I don't think it actually raises the BAC level, it just produces inaccurate results. And you know that raises a reasonable doubt.

Joyce said...

I've always wondered about that too, Gina. Are there repeat offenders out there who have had more than one expungement? Or do the courts keep some kind of record even though it's been expunged elsewhere?

ARD provides for expungement of a person's criminal record after alcohol assessment and treatment, completion of probation, and suspension of the person's driver's license for a short time. Some offenders don't complete their ARD and are not eligible to have their records expunged.

Cathy said...

I'm very grateful for the officers who remove the drunk drivers from the road. Two of my friends were hit by intoxicated drivers and severely injured. Society and the arrested person all benefit from this service.

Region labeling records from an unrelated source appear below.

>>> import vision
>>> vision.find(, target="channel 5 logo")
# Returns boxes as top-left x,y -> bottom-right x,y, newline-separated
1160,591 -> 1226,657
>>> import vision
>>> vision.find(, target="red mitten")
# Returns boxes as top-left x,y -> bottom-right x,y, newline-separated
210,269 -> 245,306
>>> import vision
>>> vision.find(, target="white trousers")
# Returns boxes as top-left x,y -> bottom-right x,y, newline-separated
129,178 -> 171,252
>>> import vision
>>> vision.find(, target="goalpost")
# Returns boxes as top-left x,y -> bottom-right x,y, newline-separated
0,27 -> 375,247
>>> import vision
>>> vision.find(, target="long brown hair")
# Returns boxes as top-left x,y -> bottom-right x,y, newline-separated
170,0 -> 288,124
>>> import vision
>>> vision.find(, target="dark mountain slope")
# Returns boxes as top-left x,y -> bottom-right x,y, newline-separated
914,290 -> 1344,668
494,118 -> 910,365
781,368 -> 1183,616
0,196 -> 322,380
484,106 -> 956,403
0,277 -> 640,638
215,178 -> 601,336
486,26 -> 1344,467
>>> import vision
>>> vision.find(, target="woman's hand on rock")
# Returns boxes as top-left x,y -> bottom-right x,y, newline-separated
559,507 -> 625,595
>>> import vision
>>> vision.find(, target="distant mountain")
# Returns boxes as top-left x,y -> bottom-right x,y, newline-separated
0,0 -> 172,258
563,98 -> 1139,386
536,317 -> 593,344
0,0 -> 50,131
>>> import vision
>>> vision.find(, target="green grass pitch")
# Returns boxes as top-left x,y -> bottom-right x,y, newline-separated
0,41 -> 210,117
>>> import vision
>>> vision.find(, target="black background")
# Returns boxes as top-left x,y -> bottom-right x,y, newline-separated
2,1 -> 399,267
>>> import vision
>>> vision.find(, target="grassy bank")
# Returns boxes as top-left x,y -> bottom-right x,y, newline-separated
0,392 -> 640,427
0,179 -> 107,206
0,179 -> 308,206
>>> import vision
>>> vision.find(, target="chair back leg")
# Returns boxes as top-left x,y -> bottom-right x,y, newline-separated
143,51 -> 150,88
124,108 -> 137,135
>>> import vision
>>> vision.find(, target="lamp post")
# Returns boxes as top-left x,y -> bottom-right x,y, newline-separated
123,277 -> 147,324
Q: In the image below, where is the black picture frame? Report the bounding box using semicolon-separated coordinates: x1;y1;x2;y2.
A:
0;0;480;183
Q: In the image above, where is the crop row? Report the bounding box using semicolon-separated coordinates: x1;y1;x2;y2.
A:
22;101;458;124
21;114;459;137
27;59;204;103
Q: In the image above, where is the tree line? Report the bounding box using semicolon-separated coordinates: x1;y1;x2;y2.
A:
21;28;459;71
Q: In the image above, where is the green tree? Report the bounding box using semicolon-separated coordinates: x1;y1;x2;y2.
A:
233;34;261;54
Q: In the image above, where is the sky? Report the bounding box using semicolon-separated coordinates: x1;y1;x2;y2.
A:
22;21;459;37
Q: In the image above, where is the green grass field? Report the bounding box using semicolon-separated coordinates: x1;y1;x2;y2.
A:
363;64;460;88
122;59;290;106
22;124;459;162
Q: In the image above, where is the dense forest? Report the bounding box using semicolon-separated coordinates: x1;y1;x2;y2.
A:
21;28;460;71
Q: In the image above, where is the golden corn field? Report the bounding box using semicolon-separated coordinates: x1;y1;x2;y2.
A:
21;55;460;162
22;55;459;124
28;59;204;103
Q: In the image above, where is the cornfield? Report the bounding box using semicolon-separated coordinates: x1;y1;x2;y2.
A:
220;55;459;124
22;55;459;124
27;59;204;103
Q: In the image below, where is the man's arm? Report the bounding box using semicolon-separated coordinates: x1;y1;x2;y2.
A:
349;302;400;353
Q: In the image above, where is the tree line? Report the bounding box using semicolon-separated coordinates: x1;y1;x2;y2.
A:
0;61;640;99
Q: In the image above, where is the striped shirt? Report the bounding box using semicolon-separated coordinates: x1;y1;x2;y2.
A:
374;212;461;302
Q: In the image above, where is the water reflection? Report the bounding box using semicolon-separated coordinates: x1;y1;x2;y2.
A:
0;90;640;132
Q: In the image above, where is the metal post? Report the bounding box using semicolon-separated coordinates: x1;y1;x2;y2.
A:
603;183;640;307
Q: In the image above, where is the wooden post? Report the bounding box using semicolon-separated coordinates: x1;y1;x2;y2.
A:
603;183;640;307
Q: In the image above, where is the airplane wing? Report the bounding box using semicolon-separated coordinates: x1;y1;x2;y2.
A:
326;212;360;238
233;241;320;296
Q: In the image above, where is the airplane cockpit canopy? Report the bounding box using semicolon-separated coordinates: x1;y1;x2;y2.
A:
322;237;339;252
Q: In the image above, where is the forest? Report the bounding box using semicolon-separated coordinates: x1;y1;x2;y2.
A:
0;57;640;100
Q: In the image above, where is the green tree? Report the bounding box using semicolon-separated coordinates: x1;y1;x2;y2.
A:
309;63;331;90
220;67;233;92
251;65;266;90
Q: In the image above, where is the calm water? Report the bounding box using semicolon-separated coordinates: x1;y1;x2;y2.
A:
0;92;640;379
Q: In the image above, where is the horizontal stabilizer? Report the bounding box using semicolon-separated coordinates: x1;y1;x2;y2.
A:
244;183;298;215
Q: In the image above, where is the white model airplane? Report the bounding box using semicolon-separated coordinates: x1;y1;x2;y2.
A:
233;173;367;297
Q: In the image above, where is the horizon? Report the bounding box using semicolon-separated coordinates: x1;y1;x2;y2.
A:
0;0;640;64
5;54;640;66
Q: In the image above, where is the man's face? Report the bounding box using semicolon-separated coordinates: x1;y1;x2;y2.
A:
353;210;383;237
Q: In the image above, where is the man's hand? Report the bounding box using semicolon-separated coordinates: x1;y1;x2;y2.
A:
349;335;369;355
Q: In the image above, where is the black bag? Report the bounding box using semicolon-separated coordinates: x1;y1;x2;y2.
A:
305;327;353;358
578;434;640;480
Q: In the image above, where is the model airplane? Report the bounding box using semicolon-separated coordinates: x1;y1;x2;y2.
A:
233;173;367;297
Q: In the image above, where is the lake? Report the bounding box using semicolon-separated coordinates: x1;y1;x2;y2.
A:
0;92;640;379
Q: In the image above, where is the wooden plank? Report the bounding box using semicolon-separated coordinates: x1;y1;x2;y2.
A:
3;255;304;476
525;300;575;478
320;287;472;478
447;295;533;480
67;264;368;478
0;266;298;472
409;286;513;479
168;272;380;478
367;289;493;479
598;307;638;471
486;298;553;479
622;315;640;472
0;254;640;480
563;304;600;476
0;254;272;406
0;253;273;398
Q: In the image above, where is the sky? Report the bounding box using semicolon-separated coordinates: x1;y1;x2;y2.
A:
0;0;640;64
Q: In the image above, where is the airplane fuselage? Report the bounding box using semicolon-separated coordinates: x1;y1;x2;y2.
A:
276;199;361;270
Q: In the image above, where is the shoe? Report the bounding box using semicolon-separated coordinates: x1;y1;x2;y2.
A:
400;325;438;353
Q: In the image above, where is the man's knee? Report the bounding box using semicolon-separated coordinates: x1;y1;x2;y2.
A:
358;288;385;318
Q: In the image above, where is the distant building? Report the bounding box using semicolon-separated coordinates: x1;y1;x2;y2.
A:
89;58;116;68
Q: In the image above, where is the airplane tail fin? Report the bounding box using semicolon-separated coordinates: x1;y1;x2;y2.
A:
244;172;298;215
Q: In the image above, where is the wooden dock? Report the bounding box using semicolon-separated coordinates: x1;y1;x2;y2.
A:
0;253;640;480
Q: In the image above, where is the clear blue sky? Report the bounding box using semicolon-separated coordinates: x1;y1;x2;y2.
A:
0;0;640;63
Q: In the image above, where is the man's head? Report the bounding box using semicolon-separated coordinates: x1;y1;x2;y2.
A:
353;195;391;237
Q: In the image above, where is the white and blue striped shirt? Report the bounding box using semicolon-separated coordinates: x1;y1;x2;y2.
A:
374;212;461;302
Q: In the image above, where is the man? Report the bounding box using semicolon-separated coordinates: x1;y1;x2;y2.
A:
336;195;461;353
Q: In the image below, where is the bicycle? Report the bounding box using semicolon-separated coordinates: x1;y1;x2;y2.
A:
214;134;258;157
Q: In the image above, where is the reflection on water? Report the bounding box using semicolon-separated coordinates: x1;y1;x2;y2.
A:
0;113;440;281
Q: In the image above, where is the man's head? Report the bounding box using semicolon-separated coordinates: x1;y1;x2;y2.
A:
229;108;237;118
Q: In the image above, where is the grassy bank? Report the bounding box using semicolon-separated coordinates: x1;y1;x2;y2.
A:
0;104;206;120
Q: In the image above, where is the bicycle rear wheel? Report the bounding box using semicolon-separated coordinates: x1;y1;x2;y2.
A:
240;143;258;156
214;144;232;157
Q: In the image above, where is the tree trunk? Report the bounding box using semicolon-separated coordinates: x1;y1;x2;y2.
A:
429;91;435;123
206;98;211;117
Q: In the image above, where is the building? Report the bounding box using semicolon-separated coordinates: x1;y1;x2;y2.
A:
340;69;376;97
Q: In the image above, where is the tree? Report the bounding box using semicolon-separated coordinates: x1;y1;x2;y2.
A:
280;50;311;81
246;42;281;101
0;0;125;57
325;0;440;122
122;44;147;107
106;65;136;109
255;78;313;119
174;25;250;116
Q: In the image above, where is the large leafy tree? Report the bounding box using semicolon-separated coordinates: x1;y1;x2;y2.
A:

Thanks for this informative post, Joyce.

Felicia Donovan said...

Not too long ago, I was sitting outside a courtroom waiting to be called as a civilian witness to a DUI in another township which ended up being plead out.

It was bad enough to watch this person drift across the lane forcing the other driver off the road but when she was finally pulled over the responding unit saw she had her young child in the car with her.

A timely reminder to not only think twice about even that one drink before getting behind the wheel, but a reminder to be extra alert to other drivers who may have made not made the best choice.